Drug Safety Associate
Icon plcShanghaiUpdate time: September 3,2019
Job Description
Are you passionate about serving as the safety reporting lead? The DSA will prepare, perform quality checks of, and submit expedited and periodic reports for all types of safety events and other medically-related project information under mentorship of a Drug Safety Coordinator.
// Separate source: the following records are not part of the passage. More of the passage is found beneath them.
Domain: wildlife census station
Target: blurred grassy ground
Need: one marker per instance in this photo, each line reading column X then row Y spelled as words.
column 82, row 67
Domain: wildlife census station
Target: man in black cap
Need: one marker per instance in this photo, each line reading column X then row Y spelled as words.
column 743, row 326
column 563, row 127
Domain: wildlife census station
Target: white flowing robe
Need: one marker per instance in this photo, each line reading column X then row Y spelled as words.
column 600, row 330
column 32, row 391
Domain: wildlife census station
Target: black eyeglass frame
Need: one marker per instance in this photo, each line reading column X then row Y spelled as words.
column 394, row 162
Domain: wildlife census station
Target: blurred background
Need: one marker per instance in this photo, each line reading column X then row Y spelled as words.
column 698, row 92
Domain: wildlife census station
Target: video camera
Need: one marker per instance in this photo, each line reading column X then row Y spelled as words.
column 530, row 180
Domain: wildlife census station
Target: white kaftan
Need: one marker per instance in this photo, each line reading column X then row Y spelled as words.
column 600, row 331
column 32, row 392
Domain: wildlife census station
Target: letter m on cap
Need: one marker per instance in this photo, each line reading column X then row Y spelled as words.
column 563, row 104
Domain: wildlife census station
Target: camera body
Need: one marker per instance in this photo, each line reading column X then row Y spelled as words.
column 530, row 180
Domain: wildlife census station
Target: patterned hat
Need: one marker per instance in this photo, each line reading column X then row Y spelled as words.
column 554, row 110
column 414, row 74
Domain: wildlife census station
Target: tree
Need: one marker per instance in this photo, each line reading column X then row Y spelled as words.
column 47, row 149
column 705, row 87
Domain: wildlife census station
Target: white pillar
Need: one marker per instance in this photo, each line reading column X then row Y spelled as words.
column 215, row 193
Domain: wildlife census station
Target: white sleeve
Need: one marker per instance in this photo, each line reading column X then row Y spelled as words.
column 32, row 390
Senior Drug Safety Associate role within ICON:
The Senior Drug Safety Associate prepares and performs quality checks of regulatory documentation packets and coordinates the timely completion and submission of required reports to Health Authorities, Ethic Committees, Principal Investigators and third parties. You will also ensure compliance with regulatory reporting requirements for safety reporting (pre-marketing, post-marketing, device and drug) and/or other medically related information per assigned tasks and project specific procedures.
- Recognize, exemplify and enforce to ICON's values which centers around our dedication to People, Clients and Performance.
- As a member of staff, the employee is expected to embrace and contribute to our culture of process improvement with a focus on streamlining our processes adding value to our business and meeting client needs.
- Travel (up to approximately 15%) domestic and/or international as applicable
- Complete all departmental project activities accurately in accordance with ICON SOPs, Study Specific Procedures, regulatory requirements, and Sponsors processes
- Review and process serious adverse events, spontaneously reported adverse reactions and/or other medically related information per assigned tasks and study specific procedures
- Provide input and review relevant safety tracking systems for accuracy and quality and assist with maintaining project files
- Perform safety review of clinical and diagnostic data
- Liaise with investigational site, reporter, and/or Sponsor as necessary regarding safety issues
- Attend project team meetings and teleconferences as required
- Serve a resource for investigational sites and ICON personnel on safety-related issues
- Liaise with Sponsor and attend Sponsor meetings, as required
- Liaise with ICON project manager, and other groups , as appropriate
- Identify out of scope activities in conjunction with the MSS Functional Lead and/or Clinical Project Manager
- Train/mentor newly hired DSA staff, as requested
- Assist with coordination of interdepartmental activities (e.g. listing review, quality control, quality assurance (audits), miscellaneous project activities)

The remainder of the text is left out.